Obstetrics Department and Pediatric Surgery, Faculdade de Medicina, Universidade de São Paulo, São Paulo, São Paulo, Brazil.

Published: January 2012

AI Article Synopsis

  • The study aimed to assess the impact of fetal endoscopic tracheal occlusion on lung development and blood vessel growth in fetuses with severe congenital diaphragmatic hernia, as it relates to their chances of survival.
  • Results showed a significantly higher survival rate in fetuses that received the tracheal occlusion procedure (54.3%) compared to those that did not (5.4%), along with notable improvements in lung size and vascularity in the treated group.
  • The best predictor of neonatal survival was found to be the total fetal lung volume before the procedure, while the contralateral lung vascularization index post-procedure proved to be even more accurate, particularly when combined with lung volume measurements.

Article Abstract

Objective: To estimate the response in lung growth and vascularity after fetal endoscopic tracheal occlusion for severe congenital diaphragmatic hernia in the prediction of neonatal survival.

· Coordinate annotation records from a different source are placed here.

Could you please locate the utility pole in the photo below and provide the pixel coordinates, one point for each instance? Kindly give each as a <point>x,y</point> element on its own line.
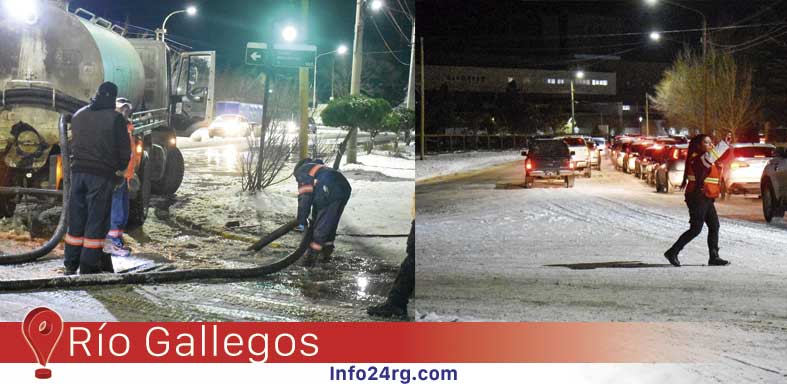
<point>647,116</point>
<point>303,85</point>
<point>423,101</point>
<point>411,83</point>
<point>355,78</point>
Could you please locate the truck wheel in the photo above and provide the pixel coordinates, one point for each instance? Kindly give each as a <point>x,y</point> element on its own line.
<point>138,206</point>
<point>173,174</point>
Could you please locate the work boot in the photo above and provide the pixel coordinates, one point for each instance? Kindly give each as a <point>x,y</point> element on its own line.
<point>309,258</point>
<point>387,309</point>
<point>715,259</point>
<point>325,254</point>
<point>672,256</point>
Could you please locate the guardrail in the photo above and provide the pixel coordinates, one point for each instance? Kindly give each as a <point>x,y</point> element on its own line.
<point>454,143</point>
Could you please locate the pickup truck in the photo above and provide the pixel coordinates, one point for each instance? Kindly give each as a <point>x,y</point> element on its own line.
<point>548,159</point>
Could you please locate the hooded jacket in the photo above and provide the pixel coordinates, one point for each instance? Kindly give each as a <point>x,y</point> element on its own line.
<point>100,142</point>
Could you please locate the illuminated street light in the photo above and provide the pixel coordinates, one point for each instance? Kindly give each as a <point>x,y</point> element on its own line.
<point>377,5</point>
<point>191,11</point>
<point>289,33</point>
<point>23,10</point>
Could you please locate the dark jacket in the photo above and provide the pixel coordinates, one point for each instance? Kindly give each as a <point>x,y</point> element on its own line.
<point>319,186</point>
<point>100,145</point>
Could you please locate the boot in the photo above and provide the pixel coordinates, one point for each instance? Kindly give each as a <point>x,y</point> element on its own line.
<point>715,259</point>
<point>387,309</point>
<point>672,256</point>
<point>309,258</point>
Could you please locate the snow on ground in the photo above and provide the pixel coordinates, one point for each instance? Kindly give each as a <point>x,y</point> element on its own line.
<point>490,250</point>
<point>190,231</point>
<point>450,163</point>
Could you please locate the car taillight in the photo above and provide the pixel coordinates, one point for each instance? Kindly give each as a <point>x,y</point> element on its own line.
<point>738,164</point>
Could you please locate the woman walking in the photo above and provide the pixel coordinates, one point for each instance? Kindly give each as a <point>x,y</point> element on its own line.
<point>701,181</point>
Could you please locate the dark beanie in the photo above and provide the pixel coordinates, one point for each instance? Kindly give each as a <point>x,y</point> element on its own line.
<point>107,90</point>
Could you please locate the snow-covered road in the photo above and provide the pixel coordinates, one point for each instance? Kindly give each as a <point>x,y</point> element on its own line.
<point>490,250</point>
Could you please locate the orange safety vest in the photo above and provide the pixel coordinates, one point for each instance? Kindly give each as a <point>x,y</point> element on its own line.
<point>711,187</point>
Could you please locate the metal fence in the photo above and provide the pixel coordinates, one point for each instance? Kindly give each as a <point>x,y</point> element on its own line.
<point>454,143</point>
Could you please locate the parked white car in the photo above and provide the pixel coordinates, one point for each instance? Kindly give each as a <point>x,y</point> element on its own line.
<point>773,186</point>
<point>581,157</point>
<point>743,172</point>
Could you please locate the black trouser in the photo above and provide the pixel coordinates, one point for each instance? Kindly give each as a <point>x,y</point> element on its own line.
<point>89,207</point>
<point>326,221</point>
<point>405,281</point>
<point>701,211</point>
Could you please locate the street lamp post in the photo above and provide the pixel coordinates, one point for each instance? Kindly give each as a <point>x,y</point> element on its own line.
<point>704,57</point>
<point>341,50</point>
<point>191,11</point>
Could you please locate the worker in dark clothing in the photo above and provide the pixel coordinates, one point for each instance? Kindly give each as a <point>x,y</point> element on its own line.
<point>404,285</point>
<point>701,181</point>
<point>99,149</point>
<point>323,192</point>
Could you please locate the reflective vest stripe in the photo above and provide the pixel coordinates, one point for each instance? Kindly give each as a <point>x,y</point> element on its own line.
<point>94,243</point>
<point>75,241</point>
<point>305,189</point>
<point>313,171</point>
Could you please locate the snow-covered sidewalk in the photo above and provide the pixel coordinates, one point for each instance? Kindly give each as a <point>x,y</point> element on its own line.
<point>452,163</point>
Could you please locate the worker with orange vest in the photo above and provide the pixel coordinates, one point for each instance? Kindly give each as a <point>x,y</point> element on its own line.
<point>701,179</point>
<point>120,197</point>
<point>323,192</point>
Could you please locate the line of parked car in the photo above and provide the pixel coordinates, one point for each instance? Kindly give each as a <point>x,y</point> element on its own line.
<point>752,168</point>
<point>563,157</point>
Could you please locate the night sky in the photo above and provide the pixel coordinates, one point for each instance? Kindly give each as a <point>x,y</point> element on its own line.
<point>458,30</point>
<point>226,25</point>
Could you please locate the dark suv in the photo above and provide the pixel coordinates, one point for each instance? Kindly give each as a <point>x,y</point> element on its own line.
<point>548,159</point>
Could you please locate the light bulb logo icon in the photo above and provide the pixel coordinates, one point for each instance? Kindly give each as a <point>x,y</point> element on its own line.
<point>42,329</point>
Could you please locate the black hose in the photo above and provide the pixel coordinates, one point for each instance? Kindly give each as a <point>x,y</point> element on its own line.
<point>263,242</point>
<point>159,277</point>
<point>61,224</point>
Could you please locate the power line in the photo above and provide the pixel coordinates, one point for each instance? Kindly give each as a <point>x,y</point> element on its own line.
<point>377,28</point>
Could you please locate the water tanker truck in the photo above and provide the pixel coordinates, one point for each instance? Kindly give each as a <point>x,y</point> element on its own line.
<point>52,61</point>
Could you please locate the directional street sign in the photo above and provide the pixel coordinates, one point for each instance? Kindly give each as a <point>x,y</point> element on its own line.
<point>293,55</point>
<point>256,53</point>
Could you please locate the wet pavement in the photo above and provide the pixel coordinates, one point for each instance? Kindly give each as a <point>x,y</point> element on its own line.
<point>189,230</point>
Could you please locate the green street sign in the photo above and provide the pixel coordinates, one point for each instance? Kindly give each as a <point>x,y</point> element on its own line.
<point>293,55</point>
<point>256,53</point>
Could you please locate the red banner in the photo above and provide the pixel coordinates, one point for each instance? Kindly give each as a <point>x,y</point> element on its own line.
<point>347,342</point>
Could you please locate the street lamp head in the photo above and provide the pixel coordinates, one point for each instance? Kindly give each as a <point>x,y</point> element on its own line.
<point>289,33</point>
<point>23,10</point>
<point>377,5</point>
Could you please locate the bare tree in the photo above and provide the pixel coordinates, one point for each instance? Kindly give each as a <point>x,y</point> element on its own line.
<point>731,106</point>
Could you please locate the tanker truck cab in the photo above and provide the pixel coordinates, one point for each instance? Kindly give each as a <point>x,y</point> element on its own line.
<point>53,65</point>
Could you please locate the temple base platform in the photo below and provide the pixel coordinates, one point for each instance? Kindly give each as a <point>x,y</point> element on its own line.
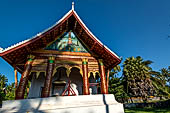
<point>65,104</point>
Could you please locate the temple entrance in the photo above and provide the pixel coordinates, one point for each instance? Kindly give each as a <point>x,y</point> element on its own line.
<point>59,81</point>
<point>76,80</point>
<point>94,83</point>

Methods: Between January 2006 and December 2010, fetal lung parameters (observed-to-expected lung-to-head ratio; observed-to-expected lung volume; and contralateral lung vascularization index) were evaluated before fetal tracheal occlusion and were evaluated longitudinally every 2 weeks in 72 fetuses with severe isolated congenital diaphragmatic hernia. Thirty-five fetuses underwent fetal endoscopic tracheal occlusion and 37 cases did not.

Results: Survival rate was significantly higher in the fetal endoscopic tracheal occlusion group (54.3%) than in the no fetal endoscopic tracheal occlusion group (5.4%, P<.01). Fetal endoscopic tracheal occlusion resulted in a significant improvement in fetal lung size and pulmonary vascularity when compared with fetuses that did not go to the fetal intervention (increase of the observed-to-expected lung-to-head ratio, observed-to-expected total lung volume, and contralateral pulmonary vascularization index 56.2% compared with 0.3%, 37.9% compared with 0.1%, and 98.6% compared with 0.0%, respectively; P<.01). Receiver operating characteristic curves indicated that the observed-to-expected total fetal lung volume was the single best predictor of neonatal survival before fetal endoscopic tracheal occlusion (cutoff 0.23, area under the curve [AUC] 0.88, relative risk 5.3, 95% confidence interval [CI] 1.4-19.7). However, the contralateral lung vascularization index at 4 weeks after fetal endoscopic tracheal occlusion was more accurate in the prediction of neonatal outcome (cutoff 24.0%, AUC 0.98, relative risk 9.9, 95% CI 1.5-66.9) with the combination of observed-to-expected lung volumes and contralateral lung vascularization index at 4 weeks being the best predictor of outcome (AUC 0.98, relative risk 16.6, 95% CI 2.5-112.3).

Conclusion: Fetal endoscopic tracheal occlusion improves survival rate by increasing the lung size and pulmonary vascularity in fetuses with severe congenital diaphragmatic hernia. The pulmonary response after fetal endoscopic tracheal occlusion can be used to predict neonatal survival.